With the sensor mounted in the front of the heli on the Pro, I doubt it would be a major issue anyway. But spinning the entire assembly 15% slower should have some benefit with the vibrations. Who knows, it could be worse depending on resonant frequencies, etc.

Commodore8888
07-09-2011, 07:24 PM
Just ran it with the higher tail ratio. No substantial vibe increases however anyone with even small vibe issues will see a noticable increase in tail vibration. Nothing that wont affect a well setup machine though or be outside of the scope of normal vibrations.

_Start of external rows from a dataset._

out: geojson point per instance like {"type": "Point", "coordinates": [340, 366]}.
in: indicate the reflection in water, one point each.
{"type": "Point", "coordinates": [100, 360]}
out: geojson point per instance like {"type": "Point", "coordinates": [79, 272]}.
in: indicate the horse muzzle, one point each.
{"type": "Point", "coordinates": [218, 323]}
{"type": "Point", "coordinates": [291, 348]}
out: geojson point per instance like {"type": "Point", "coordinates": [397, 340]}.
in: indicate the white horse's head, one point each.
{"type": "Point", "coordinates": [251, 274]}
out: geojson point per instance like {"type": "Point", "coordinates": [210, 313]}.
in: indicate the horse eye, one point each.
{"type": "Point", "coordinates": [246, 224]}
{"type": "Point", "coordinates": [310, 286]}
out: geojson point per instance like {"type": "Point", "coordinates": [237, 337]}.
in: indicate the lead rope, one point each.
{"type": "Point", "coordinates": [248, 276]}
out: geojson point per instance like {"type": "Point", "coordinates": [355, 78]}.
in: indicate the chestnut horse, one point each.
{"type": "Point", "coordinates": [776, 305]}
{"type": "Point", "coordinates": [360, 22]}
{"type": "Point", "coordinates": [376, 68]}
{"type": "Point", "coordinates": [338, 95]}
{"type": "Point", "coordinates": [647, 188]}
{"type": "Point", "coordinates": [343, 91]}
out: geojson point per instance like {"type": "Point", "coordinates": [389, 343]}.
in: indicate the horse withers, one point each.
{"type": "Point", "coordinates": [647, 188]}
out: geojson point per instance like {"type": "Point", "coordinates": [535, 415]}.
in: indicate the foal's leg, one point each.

Other than that...I dare anyone to try blowing it out with 105's and that ratio. Tried even at 2k and below headspeed for funzies. No dice :bacon

OnTheSnap
07-09-2011, 08:18 PM
Careful. A 4.5 gear ratio and 105's may over stress the tail gear design and strip them in flight. You're at 700e loads now, without the beefy 700e tail gears.

Commodore8888
07-09-2011, 11:58 PM
If I go to run 2.1k+ headspeeds I'll drop down back to stock gears or 105mm blades only. Curious if there are stronger gears that will fit in that tailcase.

Helico-pteron
07-10-2011, 04:16 PM
Even at 2500 HS the tail will blow out during fast tail in maneuvers.

Happened today and that was the fastest I have had it tail in since I bought it. I agree with the OP that 105 tails is the best option here.

OnTheSnap
07-10-2011, 05:15 PM
Even at 2500 HS the tail will blow out during fast tail in maneuvers.

Happened today and that was the fastest I have had it tail in since I bought it. I agree with the OP that 105 tails is the best option here.

Very surprised to hear that you could get it to blow out at 2500 with 95mm.

If you decide to go with 105's I'd be cautious about going faster than 2300. I'd be concerned that you could overload the umbrella gears.

Helico-pteron
07-10-2011, 06:05 PM
No plans to switch up to 105 until I get my gearing sorted. Even then I mat stay with 95, I just dont fly that extreme.

matchbox
07-10-2011, 11:45 PM
Do you guys that are using the 105 blades, finding that you have to be a little more carefull on auto's, so as not to touch the tail blades on the ground and risk braking the front gears.

Helico-pteron
07-11-2011, 06:18 AM
Do you guys that are using the 105 blades, finding that you have to be a little more carefull on auto's, so as not to touch the tail blades on the ground and risk braking the front gears.

If you want the heli to sit higher, replace the landing struts with standard 700 struts instead of the 700 FC3 struts the kit comes with.

matchbox
07-11-2011, 06:41 AM
Na, i want to keep it as low as stock. I just ment the 105mm tail blade sits as low as the vertical fin and touchs the ground if we are not carefull when landing.

Helico-pteron
07-11-2011, 07:37 AM
Na, i want to keep it as low as stock. I just ment the 105mm tail blade sits as low as the vertical fin and touchs the ground if we are not carefull when landing.

Put a 700 fin on then...

matchbox
07-11-2011, 07:43 AM
Thats another option! Might have to order one.